Pemerintah AS sangat mementingkan signifikansi strategis pengembangan jaringan 5G dengan latar belakang meningkatnya persaingan antara China dan AS dalam teknologi komunikasi, kata CNBC. Mengingat perkembangan pesat China di lapangan, Trump mengatakan secara terbuka pada pertengahan bulan lalu bahwa AS harus memenangkan "perlombaan 5G" dengan merestrukturisasi sumber daya internal dan memobilisasi kekuatan untuk mempercepat pembangunan jaringan 5G dengan segala cara.
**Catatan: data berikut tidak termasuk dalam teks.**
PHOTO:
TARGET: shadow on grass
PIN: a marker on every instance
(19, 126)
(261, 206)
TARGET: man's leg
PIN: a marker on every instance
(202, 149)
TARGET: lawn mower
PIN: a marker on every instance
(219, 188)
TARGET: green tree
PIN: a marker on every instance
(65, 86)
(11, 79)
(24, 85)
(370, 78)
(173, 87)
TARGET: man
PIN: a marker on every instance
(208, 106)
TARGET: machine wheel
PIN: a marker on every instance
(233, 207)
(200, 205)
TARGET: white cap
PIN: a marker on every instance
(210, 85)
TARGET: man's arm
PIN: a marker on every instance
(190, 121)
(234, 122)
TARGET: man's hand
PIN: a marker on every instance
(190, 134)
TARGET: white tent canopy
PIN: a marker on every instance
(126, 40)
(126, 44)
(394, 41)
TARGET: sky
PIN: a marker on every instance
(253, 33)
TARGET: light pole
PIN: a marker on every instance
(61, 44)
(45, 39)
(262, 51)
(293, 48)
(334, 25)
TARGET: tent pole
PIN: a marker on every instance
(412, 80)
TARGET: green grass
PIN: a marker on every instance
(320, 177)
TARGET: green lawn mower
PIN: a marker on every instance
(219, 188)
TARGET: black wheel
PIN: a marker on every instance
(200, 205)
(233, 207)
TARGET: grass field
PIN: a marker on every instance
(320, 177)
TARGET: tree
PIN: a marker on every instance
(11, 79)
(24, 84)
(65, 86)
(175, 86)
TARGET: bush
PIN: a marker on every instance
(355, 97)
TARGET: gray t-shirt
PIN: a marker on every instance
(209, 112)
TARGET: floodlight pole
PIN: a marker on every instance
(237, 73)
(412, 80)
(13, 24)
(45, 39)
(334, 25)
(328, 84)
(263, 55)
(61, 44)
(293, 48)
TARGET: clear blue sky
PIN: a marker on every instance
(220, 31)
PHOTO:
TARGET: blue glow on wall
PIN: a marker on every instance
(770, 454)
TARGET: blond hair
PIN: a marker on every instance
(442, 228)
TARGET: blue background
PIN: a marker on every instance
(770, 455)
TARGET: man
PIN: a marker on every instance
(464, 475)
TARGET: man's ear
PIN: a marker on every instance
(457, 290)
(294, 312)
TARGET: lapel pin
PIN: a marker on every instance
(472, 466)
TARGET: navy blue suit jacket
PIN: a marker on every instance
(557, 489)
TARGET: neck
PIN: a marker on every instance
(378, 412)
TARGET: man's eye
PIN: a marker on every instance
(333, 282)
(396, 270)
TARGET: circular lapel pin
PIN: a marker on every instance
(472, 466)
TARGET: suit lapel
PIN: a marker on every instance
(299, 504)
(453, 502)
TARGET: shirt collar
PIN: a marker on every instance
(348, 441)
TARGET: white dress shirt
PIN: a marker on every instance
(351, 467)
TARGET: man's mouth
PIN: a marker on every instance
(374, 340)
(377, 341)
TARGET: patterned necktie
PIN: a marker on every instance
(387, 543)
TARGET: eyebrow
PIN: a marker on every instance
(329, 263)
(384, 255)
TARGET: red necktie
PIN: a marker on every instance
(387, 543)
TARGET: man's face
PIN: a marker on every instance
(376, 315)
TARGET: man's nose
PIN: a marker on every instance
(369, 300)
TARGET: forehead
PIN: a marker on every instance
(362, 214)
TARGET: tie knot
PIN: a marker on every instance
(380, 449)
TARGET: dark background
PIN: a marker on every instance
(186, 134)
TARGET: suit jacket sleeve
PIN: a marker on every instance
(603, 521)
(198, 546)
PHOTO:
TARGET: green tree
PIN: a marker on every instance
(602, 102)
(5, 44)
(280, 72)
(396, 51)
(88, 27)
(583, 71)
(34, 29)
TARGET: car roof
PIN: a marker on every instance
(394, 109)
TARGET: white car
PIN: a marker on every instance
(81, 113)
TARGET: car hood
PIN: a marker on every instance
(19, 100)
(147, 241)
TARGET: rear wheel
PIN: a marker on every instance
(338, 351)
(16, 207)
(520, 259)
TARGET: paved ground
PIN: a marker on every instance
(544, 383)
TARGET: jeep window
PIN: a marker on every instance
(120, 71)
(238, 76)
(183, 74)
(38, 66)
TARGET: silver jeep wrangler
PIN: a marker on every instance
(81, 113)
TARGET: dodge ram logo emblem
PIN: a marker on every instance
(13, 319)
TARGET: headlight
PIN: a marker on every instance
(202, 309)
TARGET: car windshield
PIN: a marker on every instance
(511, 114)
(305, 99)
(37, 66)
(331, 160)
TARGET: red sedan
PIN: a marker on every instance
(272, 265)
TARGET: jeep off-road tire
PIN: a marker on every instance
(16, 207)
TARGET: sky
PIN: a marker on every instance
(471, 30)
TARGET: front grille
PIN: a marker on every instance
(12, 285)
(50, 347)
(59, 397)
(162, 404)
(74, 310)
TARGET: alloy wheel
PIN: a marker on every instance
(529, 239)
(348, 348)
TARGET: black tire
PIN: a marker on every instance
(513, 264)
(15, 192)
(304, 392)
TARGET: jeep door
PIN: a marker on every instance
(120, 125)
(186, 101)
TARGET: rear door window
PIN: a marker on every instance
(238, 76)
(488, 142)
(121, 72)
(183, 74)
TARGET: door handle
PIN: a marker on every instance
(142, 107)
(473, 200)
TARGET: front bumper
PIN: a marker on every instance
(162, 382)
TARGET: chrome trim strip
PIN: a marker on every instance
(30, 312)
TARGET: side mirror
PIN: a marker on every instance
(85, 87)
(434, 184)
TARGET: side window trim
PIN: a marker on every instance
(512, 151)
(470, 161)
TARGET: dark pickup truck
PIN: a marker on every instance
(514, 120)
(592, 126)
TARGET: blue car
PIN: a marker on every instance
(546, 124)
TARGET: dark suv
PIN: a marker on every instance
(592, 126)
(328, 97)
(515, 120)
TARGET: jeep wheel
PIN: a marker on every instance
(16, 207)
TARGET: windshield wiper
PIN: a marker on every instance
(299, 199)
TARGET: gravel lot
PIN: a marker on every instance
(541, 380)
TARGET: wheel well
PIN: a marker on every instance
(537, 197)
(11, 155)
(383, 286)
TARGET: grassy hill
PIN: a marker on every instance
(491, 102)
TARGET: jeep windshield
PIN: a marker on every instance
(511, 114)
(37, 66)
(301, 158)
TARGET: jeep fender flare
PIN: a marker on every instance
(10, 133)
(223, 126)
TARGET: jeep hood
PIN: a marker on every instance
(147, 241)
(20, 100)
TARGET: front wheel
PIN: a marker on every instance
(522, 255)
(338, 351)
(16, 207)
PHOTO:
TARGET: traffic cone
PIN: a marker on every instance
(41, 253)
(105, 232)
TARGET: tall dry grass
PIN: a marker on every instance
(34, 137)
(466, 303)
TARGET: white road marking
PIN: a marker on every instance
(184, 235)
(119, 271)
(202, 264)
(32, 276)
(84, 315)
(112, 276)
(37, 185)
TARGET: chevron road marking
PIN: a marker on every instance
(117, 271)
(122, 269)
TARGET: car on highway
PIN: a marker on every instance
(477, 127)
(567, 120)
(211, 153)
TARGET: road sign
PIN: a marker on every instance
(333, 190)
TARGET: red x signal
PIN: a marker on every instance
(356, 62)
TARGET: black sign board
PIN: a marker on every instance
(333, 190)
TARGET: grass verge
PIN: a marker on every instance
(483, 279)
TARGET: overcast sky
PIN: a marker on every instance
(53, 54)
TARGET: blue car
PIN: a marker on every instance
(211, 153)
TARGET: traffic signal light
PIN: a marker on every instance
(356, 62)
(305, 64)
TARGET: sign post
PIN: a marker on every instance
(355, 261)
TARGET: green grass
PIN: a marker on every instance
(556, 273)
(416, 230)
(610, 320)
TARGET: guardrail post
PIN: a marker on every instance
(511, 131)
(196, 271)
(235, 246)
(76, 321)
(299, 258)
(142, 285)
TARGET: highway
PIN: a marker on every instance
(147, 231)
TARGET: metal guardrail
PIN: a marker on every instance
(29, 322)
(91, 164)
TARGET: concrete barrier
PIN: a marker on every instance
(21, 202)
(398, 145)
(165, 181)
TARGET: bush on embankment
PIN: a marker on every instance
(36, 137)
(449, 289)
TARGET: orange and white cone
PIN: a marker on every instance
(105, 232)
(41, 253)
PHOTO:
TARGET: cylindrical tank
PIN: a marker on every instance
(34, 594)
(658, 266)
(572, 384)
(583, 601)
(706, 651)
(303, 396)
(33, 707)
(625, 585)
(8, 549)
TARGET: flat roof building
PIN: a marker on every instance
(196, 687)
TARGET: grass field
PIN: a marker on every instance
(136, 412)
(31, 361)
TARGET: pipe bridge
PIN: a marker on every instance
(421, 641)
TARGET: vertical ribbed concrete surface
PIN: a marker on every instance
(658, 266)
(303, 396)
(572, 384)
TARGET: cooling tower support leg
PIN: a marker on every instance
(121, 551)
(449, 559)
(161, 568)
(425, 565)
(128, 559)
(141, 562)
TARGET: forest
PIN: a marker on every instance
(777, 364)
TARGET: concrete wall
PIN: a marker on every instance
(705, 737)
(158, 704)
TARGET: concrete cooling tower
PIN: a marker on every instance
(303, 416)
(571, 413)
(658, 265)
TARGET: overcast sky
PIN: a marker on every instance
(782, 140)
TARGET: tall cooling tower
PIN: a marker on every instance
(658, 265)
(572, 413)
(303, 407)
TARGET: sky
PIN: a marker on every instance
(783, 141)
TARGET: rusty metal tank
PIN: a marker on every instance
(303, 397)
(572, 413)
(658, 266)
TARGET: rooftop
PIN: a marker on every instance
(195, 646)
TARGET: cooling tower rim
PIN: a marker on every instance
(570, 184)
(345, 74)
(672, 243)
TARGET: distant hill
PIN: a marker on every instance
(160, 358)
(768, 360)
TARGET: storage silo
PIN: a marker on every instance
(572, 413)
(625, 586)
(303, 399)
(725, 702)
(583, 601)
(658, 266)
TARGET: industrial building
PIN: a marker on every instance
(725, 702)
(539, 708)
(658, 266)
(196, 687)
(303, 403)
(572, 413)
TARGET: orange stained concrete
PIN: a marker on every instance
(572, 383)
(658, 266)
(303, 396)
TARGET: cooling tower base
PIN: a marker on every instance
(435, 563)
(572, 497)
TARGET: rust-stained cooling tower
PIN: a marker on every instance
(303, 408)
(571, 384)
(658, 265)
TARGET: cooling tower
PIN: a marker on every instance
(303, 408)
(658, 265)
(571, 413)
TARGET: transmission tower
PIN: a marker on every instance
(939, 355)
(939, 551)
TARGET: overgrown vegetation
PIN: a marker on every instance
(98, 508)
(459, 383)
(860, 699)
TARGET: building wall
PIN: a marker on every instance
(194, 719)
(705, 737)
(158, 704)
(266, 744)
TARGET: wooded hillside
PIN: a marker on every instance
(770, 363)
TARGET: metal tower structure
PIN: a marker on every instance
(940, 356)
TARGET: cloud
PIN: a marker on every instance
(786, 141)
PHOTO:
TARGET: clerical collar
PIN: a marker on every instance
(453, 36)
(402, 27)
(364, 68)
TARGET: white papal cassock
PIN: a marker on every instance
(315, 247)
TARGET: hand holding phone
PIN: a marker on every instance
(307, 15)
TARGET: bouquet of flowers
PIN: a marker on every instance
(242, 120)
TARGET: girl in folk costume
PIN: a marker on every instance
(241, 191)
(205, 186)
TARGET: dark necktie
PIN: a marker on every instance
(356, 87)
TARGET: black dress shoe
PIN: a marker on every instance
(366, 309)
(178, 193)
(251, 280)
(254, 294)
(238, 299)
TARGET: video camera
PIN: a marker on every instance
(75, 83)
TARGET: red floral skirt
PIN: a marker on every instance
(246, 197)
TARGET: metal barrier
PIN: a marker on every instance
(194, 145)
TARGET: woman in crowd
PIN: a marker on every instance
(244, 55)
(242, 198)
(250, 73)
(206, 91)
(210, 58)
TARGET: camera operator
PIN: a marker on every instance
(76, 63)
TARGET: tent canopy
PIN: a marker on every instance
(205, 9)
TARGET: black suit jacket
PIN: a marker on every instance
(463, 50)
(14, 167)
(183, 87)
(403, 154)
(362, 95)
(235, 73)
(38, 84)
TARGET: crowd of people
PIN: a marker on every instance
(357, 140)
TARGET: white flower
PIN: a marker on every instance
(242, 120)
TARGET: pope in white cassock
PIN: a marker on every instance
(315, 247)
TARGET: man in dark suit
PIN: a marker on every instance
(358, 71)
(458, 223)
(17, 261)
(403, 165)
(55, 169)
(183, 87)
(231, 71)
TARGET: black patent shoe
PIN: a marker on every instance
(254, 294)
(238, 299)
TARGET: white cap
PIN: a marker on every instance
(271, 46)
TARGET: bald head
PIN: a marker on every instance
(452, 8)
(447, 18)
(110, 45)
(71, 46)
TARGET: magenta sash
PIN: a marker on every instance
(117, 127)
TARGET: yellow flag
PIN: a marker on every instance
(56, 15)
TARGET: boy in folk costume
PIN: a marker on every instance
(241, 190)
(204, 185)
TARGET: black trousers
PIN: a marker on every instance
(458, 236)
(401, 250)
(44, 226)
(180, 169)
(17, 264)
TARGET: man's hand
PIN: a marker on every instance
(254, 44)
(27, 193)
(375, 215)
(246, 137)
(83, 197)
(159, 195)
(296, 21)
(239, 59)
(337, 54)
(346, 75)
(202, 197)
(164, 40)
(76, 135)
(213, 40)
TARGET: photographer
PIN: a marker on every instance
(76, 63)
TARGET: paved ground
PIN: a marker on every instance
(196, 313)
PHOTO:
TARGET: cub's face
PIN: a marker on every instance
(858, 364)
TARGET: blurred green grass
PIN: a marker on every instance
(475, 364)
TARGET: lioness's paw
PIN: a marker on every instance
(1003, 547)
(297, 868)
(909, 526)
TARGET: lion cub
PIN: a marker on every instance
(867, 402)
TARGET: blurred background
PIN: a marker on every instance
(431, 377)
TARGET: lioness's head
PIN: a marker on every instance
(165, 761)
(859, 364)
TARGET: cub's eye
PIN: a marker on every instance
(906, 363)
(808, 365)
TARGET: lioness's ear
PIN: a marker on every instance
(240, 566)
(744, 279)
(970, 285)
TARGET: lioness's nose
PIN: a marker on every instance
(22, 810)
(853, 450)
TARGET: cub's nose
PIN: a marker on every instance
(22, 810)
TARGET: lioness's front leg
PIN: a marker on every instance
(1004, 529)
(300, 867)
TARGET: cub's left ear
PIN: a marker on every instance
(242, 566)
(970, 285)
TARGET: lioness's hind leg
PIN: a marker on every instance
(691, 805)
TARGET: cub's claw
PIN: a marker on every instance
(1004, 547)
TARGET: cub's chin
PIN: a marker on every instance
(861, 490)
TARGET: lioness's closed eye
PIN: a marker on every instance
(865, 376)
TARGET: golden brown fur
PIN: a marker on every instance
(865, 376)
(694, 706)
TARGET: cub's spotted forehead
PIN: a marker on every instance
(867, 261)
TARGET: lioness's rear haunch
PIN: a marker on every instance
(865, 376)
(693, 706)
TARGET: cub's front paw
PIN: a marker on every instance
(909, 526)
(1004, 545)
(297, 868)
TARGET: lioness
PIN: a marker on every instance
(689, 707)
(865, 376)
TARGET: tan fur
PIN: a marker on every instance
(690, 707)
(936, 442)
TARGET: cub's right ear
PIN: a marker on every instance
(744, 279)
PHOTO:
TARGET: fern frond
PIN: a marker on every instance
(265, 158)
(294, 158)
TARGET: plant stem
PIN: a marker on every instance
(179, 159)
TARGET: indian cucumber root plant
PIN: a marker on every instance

Bloomberg mengatakan dorongan agresif eksekutif puncak FCC untuk menyetujui penggabungan T-Mobile dan Sprint mencerminkan rasa krisis di AS di sektor ini, khususnya di peralatan komunikasi, di mana perusahaan swasta berjuang dengan efisiensi dan kualitas. Tetapi kekhawatiran dan kritik tetap tinggi atas prospek merger yang tidak pasti. Jurnal tersebut mengatakan bahwa merger tersebut akan memerlukan persetujuan dari FCC dan departemen kehakiman AS, yang masih meninjau kesepakatan tersebut dan menentangnya dengan alasan bahwa hal itu dapat meningkatkan monopoli industri dan mempengaruhi persaingan yang sehat. Asosiasi pekerja komunikasi Amerika juga menentang kesepakatan itu, dengan alasan hal itu dapat menyebabkan hilangnya pekerjaan dan kehilangan pekerjaan.